The history of early-twentieth-century ballet is closely identified with the career of Serge Diaghilev (1872-1929), an impresario whose genius lay in his ability to recognize the genius of others. Diaghilev's dance company, the Ballet Russes, which he brought to Paris in the years before the First World War, opened up a new chapter in the cultural life of Europe. He surrounded his dancers-the greatest were Vaslav Nijinsky and Tamara Karsavina-with productions worthy of their talents. He invited such artists as Picasso and Braqur to paint the scenery, and commisioned the three ballets-The Firebird, Petrushka, and The Rite of Spring-that catapulted the composer Igof Stravinsky to Fame. His ballets have served as models for the composers and choreographers who followed.
Ballet is the most physical of the arts, depending as it does on the leaps and turns of the human body. Out of these movements it weaves an enchantment all its own. We watch with amazement as the ballerinas perform pirouettes and intricate footwork with the utmost grace, and their partners make leaps that seem to triumph over the laws of gravity. A special glamour attaches to the great dancers-Nureyev, Baryshnikov, and their peers-yet theirs is an art based on an inhumanly demanding discipline. Their bodies are their instruments, which they must keep in excellent shape in order to perform the gymnastics required of them. They create moments of elusive beauty, made possible only by total control of their muscles. It is this combination of physical and emotional factors that marks the distinctive power of ballet.

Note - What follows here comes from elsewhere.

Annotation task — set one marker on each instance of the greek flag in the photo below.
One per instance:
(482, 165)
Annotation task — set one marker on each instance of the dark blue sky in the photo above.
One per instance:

These days, ballet is becoming more and more popular in the United States. Regional groups thrive throughout the country, their activities supplemented by visits from the famous European companies-the Bolshoi from Moscow, the Royal Ballet from London, the Paris Opera Ballet, the Stuttgat and Danish Ballets, among others. This is a many-faceted art, and the number of its devotees is steadily growing.